Geekage and Christmas Slack

[lederhosen]

First off, a reminder that I am a slack and disorganised person. As such I'm not very good with Christmases, prone to forgetting people I should remember or not getting around to doing stuff I should do. So, because I will inevitably miss somebody or something I ought to do, this is my Christmas "I love you all" post :-)

And some maths geekage, reworded from this site:

Proof That All Positive Integers Are Equal

Note that if we can prove "if A and B are positive integers less than or equal to n, then A=B" [let's call this statement S(n)], for all positive integer n, then the above follows.

Note that S(n) is trivially true for n=1: if A and B are positive integers less than or equal to one, they must equal one (and hence, one another).

Next, we look at an inductive step. Let's suppose that the above statement S(n) is true for all values of n up to and including some k.

Now, let's suppose A and B are less than or equal to k+1.

Therefore, A-1 and B-1 are less than or equal to k. Thus, A-1 = B-1, and so A=B.

Therefore, is S(n) is true for all values of n up to and including k, it's true for all values of n up to and including k+1. Having proved that S(n) is true for n=1, it follows that it is true for all positive integer n.

It took me a while to spot the trick here... a gold star to the first one who gets it :-)

Comments

[chaos-crafter.livejournal.com]

First one that springs to mind is the claim that...
Now, let's suppose A and B are less than or equal to k+1.

Therefore, A-1 and B-1 are less than or equal to k. Thus, A-1 = B-1, and so A=B.


First part is OK, Second part (A-1,B-1 =< k) is OK, but A-1 = B-1 is not implied by the prior statements.

Is that the key detail?
It sort of gets lost 'cause you're busy thinking in terms of the S function, so you think in terms of S(A-1)=S(B-1) not A-1=B-1

[lederhosen.livejournal.com]

First part is OK, Second part (A-1,B-1 =< k) is OK, but A-1 = B-1 is not implied by the prior statements.

How so? The prior part implies that any two positive integers =< k must be equal...

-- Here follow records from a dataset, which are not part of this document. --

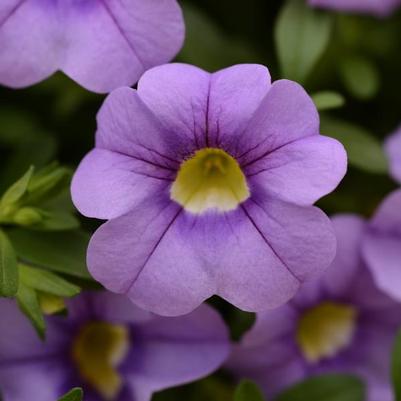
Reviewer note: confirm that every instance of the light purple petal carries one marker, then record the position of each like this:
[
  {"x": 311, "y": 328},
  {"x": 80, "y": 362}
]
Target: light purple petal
[
  {"x": 109, "y": 184},
  {"x": 111, "y": 43},
  {"x": 286, "y": 114},
  {"x": 376, "y": 7},
  {"x": 147, "y": 255},
  {"x": 179, "y": 350},
  {"x": 29, "y": 33},
  {"x": 393, "y": 149},
  {"x": 302, "y": 171}
]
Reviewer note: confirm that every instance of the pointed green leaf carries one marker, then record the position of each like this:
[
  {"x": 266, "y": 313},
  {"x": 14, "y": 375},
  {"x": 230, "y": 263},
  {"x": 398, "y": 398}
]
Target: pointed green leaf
[
  {"x": 396, "y": 367},
  {"x": 63, "y": 252},
  {"x": 45, "y": 281},
  {"x": 302, "y": 34},
  {"x": 28, "y": 302},
  {"x": 326, "y": 388},
  {"x": 8, "y": 267},
  {"x": 17, "y": 190},
  {"x": 248, "y": 391},
  {"x": 76, "y": 394},
  {"x": 328, "y": 100}
]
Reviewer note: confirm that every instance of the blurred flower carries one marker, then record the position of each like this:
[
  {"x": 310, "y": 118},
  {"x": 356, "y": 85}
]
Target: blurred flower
[
  {"x": 382, "y": 245},
  {"x": 380, "y": 8},
  {"x": 339, "y": 323},
  {"x": 208, "y": 180},
  {"x": 101, "y": 44},
  {"x": 110, "y": 348},
  {"x": 393, "y": 149}
]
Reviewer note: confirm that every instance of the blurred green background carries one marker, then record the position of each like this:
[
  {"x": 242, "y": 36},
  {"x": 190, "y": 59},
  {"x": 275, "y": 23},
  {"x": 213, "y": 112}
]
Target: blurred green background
[{"x": 360, "y": 60}]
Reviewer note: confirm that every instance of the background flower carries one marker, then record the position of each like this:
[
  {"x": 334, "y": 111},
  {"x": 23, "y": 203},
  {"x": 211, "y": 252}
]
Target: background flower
[
  {"x": 101, "y": 44},
  {"x": 340, "y": 323},
  {"x": 169, "y": 253},
  {"x": 147, "y": 353}
]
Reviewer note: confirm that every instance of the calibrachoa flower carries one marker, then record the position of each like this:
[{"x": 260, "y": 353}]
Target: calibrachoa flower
[
  {"x": 340, "y": 322},
  {"x": 208, "y": 180},
  {"x": 393, "y": 149},
  {"x": 376, "y": 7},
  {"x": 382, "y": 245},
  {"x": 113, "y": 350},
  {"x": 101, "y": 44}
]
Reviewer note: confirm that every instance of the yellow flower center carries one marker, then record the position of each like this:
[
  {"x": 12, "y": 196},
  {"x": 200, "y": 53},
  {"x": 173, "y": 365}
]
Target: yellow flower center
[
  {"x": 211, "y": 179},
  {"x": 325, "y": 330},
  {"x": 97, "y": 351}
]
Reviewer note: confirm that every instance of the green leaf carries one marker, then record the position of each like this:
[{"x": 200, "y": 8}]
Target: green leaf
[
  {"x": 248, "y": 391},
  {"x": 45, "y": 281},
  {"x": 17, "y": 190},
  {"x": 328, "y": 100},
  {"x": 360, "y": 76},
  {"x": 396, "y": 367},
  {"x": 364, "y": 150},
  {"x": 326, "y": 388},
  {"x": 63, "y": 252},
  {"x": 8, "y": 267},
  {"x": 302, "y": 34},
  {"x": 28, "y": 302},
  {"x": 76, "y": 394}
]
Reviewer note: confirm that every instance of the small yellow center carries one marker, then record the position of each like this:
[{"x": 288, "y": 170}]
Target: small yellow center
[
  {"x": 97, "y": 351},
  {"x": 211, "y": 179},
  {"x": 325, "y": 330}
]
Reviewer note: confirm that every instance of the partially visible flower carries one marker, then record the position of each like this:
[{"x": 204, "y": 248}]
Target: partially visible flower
[
  {"x": 382, "y": 245},
  {"x": 209, "y": 181},
  {"x": 381, "y": 8},
  {"x": 115, "y": 351},
  {"x": 101, "y": 44},
  {"x": 393, "y": 149},
  {"x": 340, "y": 323}
]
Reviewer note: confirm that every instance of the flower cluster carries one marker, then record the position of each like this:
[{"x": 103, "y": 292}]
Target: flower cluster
[{"x": 207, "y": 185}]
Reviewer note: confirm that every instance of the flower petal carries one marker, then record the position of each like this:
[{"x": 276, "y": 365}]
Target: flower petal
[
  {"x": 286, "y": 114},
  {"x": 148, "y": 255},
  {"x": 178, "y": 350},
  {"x": 302, "y": 171},
  {"x": 29, "y": 51},
  {"x": 274, "y": 247},
  {"x": 109, "y": 184},
  {"x": 111, "y": 43}
]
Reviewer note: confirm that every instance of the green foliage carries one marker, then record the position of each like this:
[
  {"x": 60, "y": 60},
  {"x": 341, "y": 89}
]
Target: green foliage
[
  {"x": 364, "y": 150},
  {"x": 8, "y": 267},
  {"x": 248, "y": 391},
  {"x": 326, "y": 388},
  {"x": 396, "y": 367},
  {"x": 302, "y": 35},
  {"x": 76, "y": 394}
]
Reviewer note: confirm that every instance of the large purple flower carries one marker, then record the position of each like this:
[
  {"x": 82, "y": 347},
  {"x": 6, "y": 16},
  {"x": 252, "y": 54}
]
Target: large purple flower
[
  {"x": 113, "y": 350},
  {"x": 380, "y": 8},
  {"x": 340, "y": 322},
  {"x": 382, "y": 245},
  {"x": 208, "y": 180},
  {"x": 101, "y": 44},
  {"x": 393, "y": 149}
]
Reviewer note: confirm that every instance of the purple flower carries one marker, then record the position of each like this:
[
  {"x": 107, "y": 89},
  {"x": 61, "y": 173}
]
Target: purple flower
[
  {"x": 382, "y": 245},
  {"x": 101, "y": 44},
  {"x": 379, "y": 8},
  {"x": 208, "y": 180},
  {"x": 339, "y": 323},
  {"x": 113, "y": 350},
  {"x": 393, "y": 149}
]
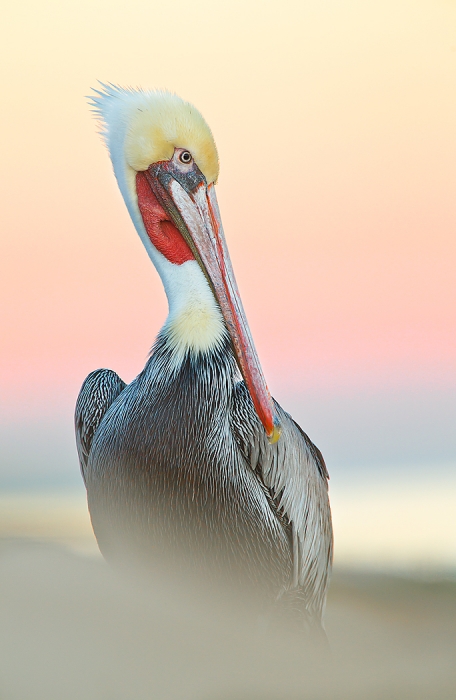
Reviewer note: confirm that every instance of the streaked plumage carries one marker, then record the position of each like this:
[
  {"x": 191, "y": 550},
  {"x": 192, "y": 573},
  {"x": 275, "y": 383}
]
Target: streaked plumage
[{"x": 178, "y": 465}]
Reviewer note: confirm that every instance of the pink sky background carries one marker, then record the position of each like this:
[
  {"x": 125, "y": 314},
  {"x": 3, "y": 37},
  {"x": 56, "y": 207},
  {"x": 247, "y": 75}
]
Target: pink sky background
[{"x": 336, "y": 128}]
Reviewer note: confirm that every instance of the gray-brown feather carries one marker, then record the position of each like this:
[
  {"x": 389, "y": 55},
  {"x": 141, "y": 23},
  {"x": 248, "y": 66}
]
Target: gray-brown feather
[
  {"x": 294, "y": 471},
  {"x": 98, "y": 392},
  {"x": 181, "y": 457}
]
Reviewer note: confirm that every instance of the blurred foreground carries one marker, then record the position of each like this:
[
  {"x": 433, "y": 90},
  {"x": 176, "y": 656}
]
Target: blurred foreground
[{"x": 72, "y": 628}]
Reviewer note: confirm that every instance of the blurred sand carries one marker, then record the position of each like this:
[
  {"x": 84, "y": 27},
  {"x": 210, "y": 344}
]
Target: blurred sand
[{"x": 71, "y": 628}]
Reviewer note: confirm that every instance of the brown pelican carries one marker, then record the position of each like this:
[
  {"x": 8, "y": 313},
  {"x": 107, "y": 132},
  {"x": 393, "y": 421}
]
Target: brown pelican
[{"x": 194, "y": 461}]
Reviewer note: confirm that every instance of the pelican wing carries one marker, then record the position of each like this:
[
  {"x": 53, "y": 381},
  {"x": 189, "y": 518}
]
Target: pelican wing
[
  {"x": 294, "y": 472},
  {"x": 97, "y": 393}
]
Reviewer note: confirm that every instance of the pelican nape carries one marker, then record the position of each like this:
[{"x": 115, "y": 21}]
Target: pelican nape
[{"x": 194, "y": 461}]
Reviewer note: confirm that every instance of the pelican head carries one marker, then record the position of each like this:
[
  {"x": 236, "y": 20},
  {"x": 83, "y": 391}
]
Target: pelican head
[{"x": 166, "y": 164}]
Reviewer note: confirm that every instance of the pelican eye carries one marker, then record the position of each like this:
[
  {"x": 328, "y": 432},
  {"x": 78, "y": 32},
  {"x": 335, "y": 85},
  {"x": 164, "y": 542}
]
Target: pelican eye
[{"x": 185, "y": 157}]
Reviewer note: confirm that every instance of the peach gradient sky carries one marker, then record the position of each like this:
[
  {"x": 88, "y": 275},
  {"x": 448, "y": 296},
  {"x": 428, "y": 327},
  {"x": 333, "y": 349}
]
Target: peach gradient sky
[{"x": 335, "y": 122}]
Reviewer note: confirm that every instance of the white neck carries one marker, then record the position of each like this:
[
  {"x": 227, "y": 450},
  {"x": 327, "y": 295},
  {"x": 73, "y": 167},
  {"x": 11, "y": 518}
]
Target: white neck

[panacea1.livejournal.com]

This kind of thing is the reason I barely graduated from college. Am highly prone to writing things like "Because it's patently absurd, that's why; here's the counterexample" on exam papers.

That having been said, I -think- the problem is that you never actually proved S(n) was true for k>1, and if I recall correctly you have to do so in order to be inductive over the integers. Show it's true for 1, show it's true for some integer k>1, and it's got to be true for the rest of them...

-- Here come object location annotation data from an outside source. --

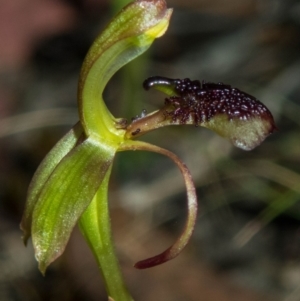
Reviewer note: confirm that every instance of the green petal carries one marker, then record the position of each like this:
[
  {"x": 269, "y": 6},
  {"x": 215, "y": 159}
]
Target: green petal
[
  {"x": 67, "y": 193},
  {"x": 60, "y": 150},
  {"x": 130, "y": 33}
]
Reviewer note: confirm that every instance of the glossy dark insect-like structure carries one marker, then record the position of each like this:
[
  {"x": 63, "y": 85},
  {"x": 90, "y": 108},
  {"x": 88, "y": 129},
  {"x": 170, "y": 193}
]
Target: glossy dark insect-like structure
[{"x": 197, "y": 103}]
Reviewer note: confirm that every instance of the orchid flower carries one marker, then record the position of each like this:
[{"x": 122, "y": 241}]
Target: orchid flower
[{"x": 70, "y": 186}]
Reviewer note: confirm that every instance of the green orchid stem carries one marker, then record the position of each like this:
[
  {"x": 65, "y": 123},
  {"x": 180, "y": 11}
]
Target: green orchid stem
[{"x": 96, "y": 228}]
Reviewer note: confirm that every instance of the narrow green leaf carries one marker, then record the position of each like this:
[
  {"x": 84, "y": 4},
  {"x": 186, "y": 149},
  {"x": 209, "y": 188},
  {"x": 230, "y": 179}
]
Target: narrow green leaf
[
  {"x": 67, "y": 193},
  {"x": 60, "y": 150}
]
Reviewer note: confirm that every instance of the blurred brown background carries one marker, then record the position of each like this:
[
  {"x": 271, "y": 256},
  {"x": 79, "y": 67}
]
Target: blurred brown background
[{"x": 246, "y": 245}]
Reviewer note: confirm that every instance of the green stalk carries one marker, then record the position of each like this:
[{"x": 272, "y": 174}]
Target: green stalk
[{"x": 96, "y": 228}]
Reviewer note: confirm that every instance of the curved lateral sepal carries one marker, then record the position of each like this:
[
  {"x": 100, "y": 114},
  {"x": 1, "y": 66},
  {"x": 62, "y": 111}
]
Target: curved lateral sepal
[{"x": 192, "y": 205}]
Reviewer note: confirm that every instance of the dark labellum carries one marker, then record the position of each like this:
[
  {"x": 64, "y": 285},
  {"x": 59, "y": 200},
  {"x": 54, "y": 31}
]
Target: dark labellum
[
  {"x": 199, "y": 103},
  {"x": 233, "y": 114}
]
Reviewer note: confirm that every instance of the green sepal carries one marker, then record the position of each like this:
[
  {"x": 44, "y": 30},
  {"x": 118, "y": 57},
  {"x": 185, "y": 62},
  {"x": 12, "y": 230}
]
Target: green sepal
[
  {"x": 129, "y": 34},
  {"x": 57, "y": 153},
  {"x": 66, "y": 194}
]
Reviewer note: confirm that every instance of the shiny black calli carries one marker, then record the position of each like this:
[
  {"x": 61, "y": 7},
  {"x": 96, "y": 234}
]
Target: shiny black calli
[{"x": 228, "y": 111}]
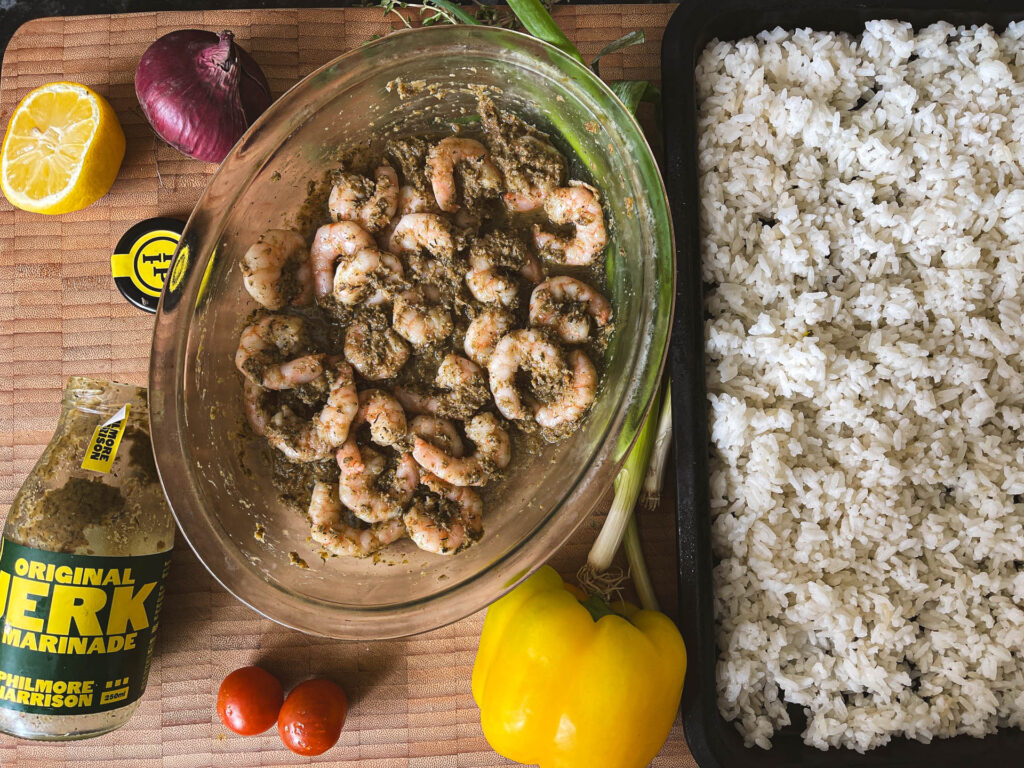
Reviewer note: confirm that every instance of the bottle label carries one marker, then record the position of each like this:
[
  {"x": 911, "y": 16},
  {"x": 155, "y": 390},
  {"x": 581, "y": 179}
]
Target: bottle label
[
  {"x": 78, "y": 630},
  {"x": 102, "y": 449}
]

[lederhosen.livejournal.com]

Usually, induction only requires that you prove S(1) and "if S(k), then S(k+1)".

New thought.

[shadow-5tails.livejournal.com]

This could be as whacked as my previous comment seems to me now.  I'm probably just proving my ignorance.  Again.  But...

Take the example that k=1.

If A and B =< k=1, and there are four possibilities.

(A,B) = (1,1), (1,2), (2,1), (2,2)

In the first and last case, A=B, and all is good.

But in BOTH of the cases where A != B, taking A-1 and B-1 leaves you with a zero somewhere along the way. If you are constrained to working with positive integers, things break here, since 0 isn't one.

Is that it, or am I as idiotic as I feel at the end of a working day?

[shadow-5tails.livejournal.com]

Er, and of course "k=1" should be "k+1" in the third line.

I must be as idiotic as I feel...

Re: New thought.

[lederhosen.livejournal.com]

Got it :-) The fallacy is the unspoken assumption that A-1 and B-1 will still be positive integers. This allows us to sneak in a claim that amounts to "1=2", and from there anything can be proven...

[shadow-5tails.livejournal.com]

I can't believe that's actually it.

So, do I get rewarded, sirrah?

[lederhosen.livejournal.com]

But of course.

*plots*

[ambitious-wench.livejournal.com]

You said: "if A and B are positive integers less than or equal to n, then A=B" [let's call this statement S(n)], for all positive integer n, then the above follows."

There are a whole lot of positive integers. A doesn't HAVE to equal B all the time.

They could be different numbers, right?

Or am I way off here?
Edie
(And I made a point of not reading the other comments first.)

[lederhosen.livejournal.com]

Way off :-)

The whole point of the 'proof' is to show that A *does* have to equal B. If you can show that (a) "all positive integers LE k equal one another" implies "all positive integers LE (k+1) equal one another", and (b) that all positive integers LE 1 equal one another, then the rest of the proof is ironclad.

(b) is perfectly true, and (a) is... very nearly true.

[sythyry.livejournal.com]

A-1 need not be a positive integer, even if A is a positive integer; so the induction hypothesis does not apply. (That's why I like structural induction rather than induction on numbers. Much harder to make that sort of mistake.)

[lederhosen.livejournal.com]

Remind me, which one's structural induction?